Im Rahmen des Engpassmanagements waren im Mai an elf Tagen (
Vergleich: fünf Tage im Mai 2025) Eingriffe auf Anforderung des
Regelzonenführers notwendig, um Netzengpässe zu lösen. Durch das
Abregeln von Erneuerbarer Erzeugung gingen im Mai 11.841 MWh
„verloren“, wobei zum größten Teil (7.020 MWh) Laufwasser davon
betroffen war und es sich bei der Restmenge um Wind handelte.
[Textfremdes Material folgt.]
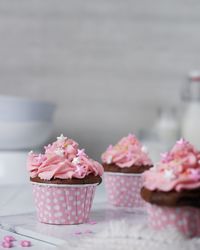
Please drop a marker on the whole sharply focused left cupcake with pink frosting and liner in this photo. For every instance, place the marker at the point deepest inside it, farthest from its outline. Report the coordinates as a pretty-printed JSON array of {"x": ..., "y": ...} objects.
[{"x": 64, "y": 180}]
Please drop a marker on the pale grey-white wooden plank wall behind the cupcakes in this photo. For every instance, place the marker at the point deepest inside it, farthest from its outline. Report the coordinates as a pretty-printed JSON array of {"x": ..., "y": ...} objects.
[{"x": 108, "y": 64}]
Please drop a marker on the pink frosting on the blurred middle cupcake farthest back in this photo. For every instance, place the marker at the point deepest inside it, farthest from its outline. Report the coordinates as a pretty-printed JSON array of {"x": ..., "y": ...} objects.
[{"x": 127, "y": 152}]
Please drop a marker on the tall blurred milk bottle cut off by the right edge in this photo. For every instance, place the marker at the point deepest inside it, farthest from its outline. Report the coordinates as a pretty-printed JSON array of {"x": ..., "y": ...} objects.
[{"x": 191, "y": 115}]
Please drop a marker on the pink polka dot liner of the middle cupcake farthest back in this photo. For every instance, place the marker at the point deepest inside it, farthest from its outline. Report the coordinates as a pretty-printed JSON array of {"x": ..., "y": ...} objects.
[{"x": 123, "y": 190}]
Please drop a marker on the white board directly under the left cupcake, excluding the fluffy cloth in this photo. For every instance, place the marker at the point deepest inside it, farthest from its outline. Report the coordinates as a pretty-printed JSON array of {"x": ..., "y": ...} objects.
[{"x": 56, "y": 235}]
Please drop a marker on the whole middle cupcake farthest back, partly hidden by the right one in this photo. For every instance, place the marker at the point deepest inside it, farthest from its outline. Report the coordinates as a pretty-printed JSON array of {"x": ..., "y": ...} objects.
[{"x": 123, "y": 164}]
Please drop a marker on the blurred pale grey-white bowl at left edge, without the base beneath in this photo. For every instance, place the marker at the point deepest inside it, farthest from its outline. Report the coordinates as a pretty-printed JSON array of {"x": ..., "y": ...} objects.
[{"x": 24, "y": 123}]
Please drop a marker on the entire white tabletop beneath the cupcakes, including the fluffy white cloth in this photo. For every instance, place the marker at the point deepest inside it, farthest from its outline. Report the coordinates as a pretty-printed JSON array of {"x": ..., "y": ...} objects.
[{"x": 113, "y": 226}]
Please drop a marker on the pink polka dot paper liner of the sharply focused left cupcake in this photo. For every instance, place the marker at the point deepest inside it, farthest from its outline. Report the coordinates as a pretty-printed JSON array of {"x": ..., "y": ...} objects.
[{"x": 63, "y": 204}]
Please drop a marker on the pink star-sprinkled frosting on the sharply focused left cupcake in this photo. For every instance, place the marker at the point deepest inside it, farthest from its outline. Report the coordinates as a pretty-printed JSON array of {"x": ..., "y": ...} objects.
[{"x": 64, "y": 160}]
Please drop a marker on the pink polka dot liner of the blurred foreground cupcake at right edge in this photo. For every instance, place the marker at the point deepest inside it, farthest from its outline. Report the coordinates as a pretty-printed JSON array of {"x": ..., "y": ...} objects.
[{"x": 184, "y": 219}]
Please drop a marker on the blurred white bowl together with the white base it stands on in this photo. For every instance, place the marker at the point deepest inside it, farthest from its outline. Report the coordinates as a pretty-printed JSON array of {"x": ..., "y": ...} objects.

Im Zuge
des Redispatchings fielen im Mai Kosten in der Höhe von 9,7 Millionen
Euro an (Vergleich: 12,4 Mio. Euro im Mai 2025).
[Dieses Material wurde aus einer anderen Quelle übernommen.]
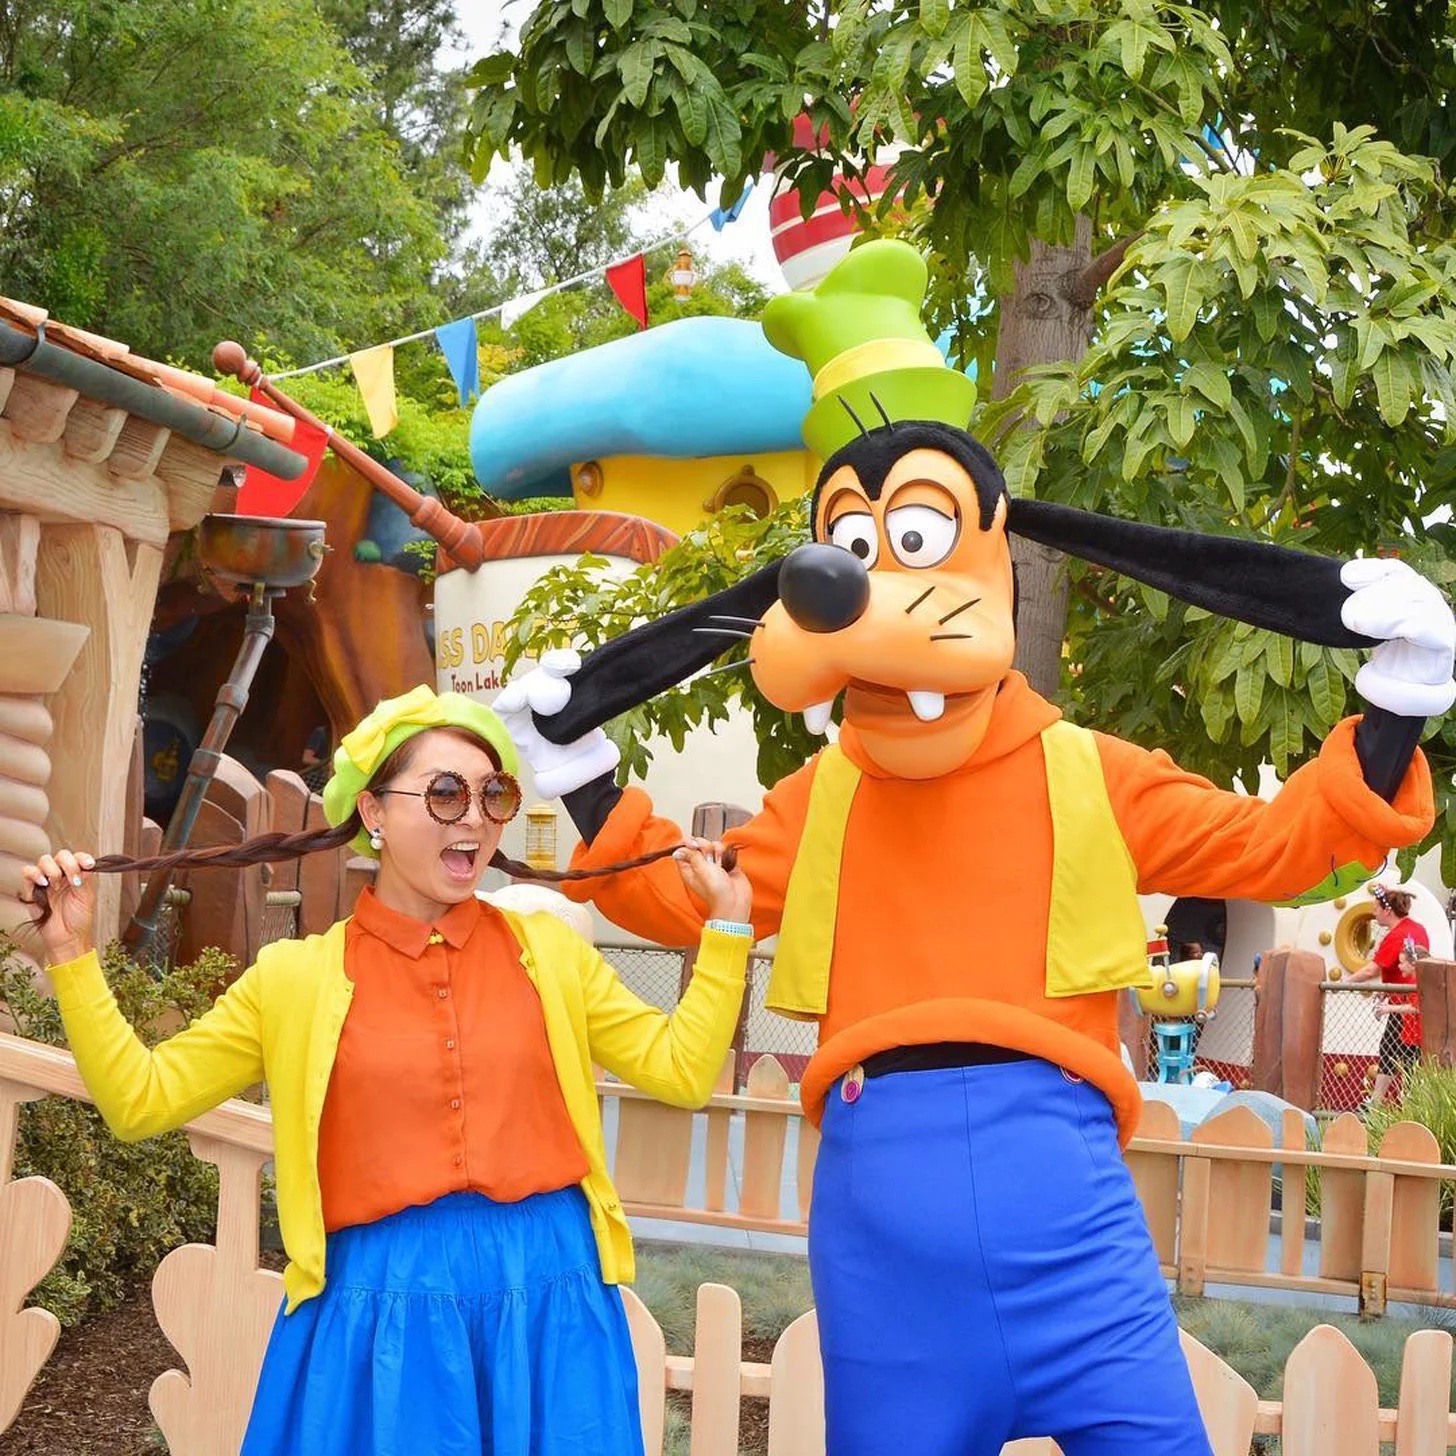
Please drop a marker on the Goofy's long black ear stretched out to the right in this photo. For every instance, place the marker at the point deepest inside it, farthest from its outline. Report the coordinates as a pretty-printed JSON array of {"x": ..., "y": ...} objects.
[{"x": 1289, "y": 592}]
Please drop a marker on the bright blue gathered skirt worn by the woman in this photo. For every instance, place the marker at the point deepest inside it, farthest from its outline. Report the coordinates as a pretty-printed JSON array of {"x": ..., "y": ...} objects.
[{"x": 462, "y": 1329}]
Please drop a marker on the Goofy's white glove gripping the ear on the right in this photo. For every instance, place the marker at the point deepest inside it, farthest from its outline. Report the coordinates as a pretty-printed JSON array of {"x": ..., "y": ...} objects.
[{"x": 1410, "y": 673}]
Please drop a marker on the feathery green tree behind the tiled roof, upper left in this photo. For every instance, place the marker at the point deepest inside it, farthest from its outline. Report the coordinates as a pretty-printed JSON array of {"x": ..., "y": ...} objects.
[{"x": 175, "y": 174}]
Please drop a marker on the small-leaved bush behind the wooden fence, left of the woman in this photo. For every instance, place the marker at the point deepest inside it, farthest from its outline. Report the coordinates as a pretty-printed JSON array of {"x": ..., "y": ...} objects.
[{"x": 132, "y": 1203}]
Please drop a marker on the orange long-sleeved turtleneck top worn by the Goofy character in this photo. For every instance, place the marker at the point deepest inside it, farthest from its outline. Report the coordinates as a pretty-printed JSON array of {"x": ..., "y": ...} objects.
[{"x": 946, "y": 885}]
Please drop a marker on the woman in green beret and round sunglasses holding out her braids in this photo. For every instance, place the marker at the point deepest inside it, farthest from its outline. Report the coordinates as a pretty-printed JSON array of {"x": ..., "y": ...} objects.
[{"x": 454, "y": 1235}]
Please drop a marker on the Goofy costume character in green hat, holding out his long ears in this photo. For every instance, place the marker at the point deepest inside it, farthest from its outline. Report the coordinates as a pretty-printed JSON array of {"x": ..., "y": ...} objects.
[{"x": 954, "y": 886}]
Energieaustausch innerhalb Österreichs

Über das regionale Stromnetz der APG wird auch der
Energieaustausch innerhalb des Landes ermöglicht. Stromüberschüsse
der einzelnen Bundesländer können dadurch österreichweit verteilt und
Defizite kompensiert werden. Die Bundesländer Wien (426 GWh) und
Kärnten (194 GWh) entnahmen im Mai am meisten Strom aus dem Netz. Das
Burgenland (299 GWh) und Niederösterreich (246 GWh) waren die größten
Einspeiser innerhalb Österreichs.

* Die Regelzone APG umfasst ganz Österreich mit Ausnahme je eines
Korridors in Vorarlberg und Tirol.

** Um Überlastungen im Stromnetz zu verhindern und die sichere
Stromversorgung zu gewährleisten, werden mit sogenannten Redispatch-
Maßnahmen Überlastungen vermieden. Darunter versteht man den
gezielten und kontrollierten Einsatz von Kraftwerken. Konkret
bedeutet dies Folgendes: Besteht die Gefahr von Leitungsüberlastungen
im Stromnetz, muss durch gezielte Eingriffe in den Kraftwerkspark in
Österreich und den Nachbarstaaten sowie flexible Verbraucher
kontrolliert entgegengesteuert werden.

Über Austrian Power Grid (APG)

Als unabhängiger Übertragungsnetzbetreiber verantwortet Austrian
Power Grid (APG) die sichere Stromversorgung Österreichs. Mit unserer
leistungsstarken und digitalen Strominfrastruktur, sowie der
Anwendung von State-of-the-art-Technologien integrieren wir die
erneuerbaren Energien und reduzieren somit die Importabhängigkeit,
sind Plattform für den Strommarkt, schaffen Zugang zu preisgünstigem
Strom und bilden so die Basis für einen versorgungssicheren sowie
zukunftsfähigen Wirtschafts- und Lebensstandort. Das APG-Netz
erstreckt sich auf einer Trassenlänge von etwa 3.500 km, welches das
Unternehmen mit einem Team von rund 1.000 Spezialist:innen betreibt,
instand hält und laufend den steigenden Anforderungen der
Elektrifizierung von Gesellschaft, Wirtschaft und Industrie anpasst.
Über die Steuerzentrale in Wien wird ein Großteil der insgesamt 67
Umspannwerke, die in ganz Österreich verteilt sind, remote betrieben.
Auch 2025 lag die Versorgungssicherheit, dank der engagierten
Mitarbeiter:innen, bei 99,99 Prozent und somit im weltweiten
Spitzenfeld. Unsere Investitionen in Höhe von 680 Millionen Euro 2026
(2025:595 Mio., 2024: 440 Mio., 2023: 490 Mio. Euro) sind
Wirtschaftsmotor und wesentlicher Baustein für die Erreichung der
Energieziele Österreichs. Insgesamt wird APG bis 2034 rund 9
Milliarden Euro in den Netzaus- und Umbau investieren.